As per the latest findings by Health Action International (HAI), a non-government body, Ciproflaxin, a medicine commonly available in 93 countries is apparently offered at the cheapest rate in India by Bayer, the original manufacturer of the drug.
India is 22nd when it comes to ciprofloxacin’s generic equivalents, though the country is renowned world over for its low cost manufacturing strengths. According to leading industry analysts Bayer is deliberately keeping the prices lower given that there are large number of generic competitors of medicine in the country.
According to T S Jaishankar Chairman, Confederation of Indian Pharmaceutical Industries, the presence of large & small and medium drug enterprises is compelling the innovator company to keep the prices minimum in India.
The medicine which no longer enjoys patent rights can be freely manufactured and sold by generic drug makers all across the world. HAI’s effort was to highlight the high price of medicines though it’s no longer controlled by patent protection.
Another startling revelation says that though lowest priced medicines are manufactured in India, yet the high –tax rates levied by the government makes it high-priced. India ranks 22nd in term of low-price band and in fact its Indian products that are sold at much cheaper rates in other countries.
HAI had recently collected the price a patient had to shell out for Ciprofloxacin 500 mg tablets, both for the original product made by Bayer and the lowest priced generic equivalent available at the pharmacy.

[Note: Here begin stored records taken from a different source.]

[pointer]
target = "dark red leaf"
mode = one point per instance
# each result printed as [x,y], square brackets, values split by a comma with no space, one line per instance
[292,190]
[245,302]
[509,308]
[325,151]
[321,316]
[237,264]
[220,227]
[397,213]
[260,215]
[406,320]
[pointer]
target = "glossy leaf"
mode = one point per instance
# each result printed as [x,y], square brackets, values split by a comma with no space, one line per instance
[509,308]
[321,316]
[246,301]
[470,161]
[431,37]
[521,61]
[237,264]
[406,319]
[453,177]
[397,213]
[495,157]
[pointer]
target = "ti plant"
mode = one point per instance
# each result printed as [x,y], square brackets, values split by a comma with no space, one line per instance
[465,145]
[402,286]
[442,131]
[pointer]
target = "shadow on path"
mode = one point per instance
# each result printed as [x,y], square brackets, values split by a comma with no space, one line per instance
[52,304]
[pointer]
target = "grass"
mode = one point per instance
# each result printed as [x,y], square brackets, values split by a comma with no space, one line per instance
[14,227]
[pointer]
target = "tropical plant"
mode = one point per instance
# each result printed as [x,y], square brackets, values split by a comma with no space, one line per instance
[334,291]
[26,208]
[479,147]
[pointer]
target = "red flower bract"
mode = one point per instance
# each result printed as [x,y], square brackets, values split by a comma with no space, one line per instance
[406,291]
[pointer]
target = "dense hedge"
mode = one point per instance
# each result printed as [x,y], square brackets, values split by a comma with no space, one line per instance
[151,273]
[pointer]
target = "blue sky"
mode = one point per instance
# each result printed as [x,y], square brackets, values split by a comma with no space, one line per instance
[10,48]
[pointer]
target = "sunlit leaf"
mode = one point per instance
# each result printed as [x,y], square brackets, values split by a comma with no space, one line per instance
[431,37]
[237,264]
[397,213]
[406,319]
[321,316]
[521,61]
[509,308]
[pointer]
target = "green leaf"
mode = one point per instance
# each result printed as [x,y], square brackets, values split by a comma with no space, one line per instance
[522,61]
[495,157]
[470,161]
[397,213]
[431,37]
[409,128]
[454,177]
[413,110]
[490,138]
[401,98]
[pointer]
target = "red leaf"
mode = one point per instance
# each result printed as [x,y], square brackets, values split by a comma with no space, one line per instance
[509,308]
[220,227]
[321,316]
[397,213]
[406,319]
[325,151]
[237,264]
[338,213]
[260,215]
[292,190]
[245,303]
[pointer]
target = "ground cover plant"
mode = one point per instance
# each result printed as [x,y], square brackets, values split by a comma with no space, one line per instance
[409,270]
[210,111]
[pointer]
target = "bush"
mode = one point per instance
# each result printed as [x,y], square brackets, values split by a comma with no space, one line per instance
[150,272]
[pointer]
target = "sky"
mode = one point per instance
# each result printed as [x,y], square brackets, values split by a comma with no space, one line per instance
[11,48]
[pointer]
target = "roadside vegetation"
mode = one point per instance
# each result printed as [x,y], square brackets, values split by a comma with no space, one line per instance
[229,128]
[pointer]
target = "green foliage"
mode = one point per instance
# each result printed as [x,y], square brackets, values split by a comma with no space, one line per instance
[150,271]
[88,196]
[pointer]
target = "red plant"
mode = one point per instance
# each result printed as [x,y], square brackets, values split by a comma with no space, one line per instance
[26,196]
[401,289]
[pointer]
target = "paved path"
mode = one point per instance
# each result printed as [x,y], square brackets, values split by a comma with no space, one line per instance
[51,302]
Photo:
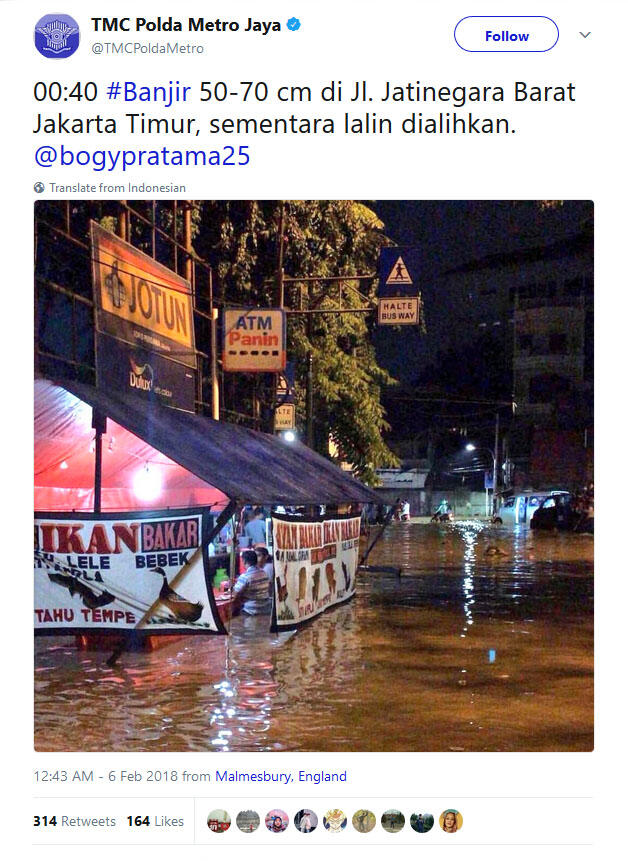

The price of the original product was found to the highest in Colombia, over 200 times the price in the five Asian countries, whereas the prices of generics was found to be the lowest- a difference of almost 20,000 percent.
The price of Bayers’s Cipro for a 7-day treatment course was around $3.99 in India, while the price of the generic equivalent is just $1.62. In comparison, Bayer charges $131.47 in Colombia.
HAI’s endeavor was to check out how reasonably priced the essential medicines are and the reasons for high prices, poor availability, developmental and implementation policies and strategies and measuring the impact so to ensure that patients gain from lower prices and improved availability.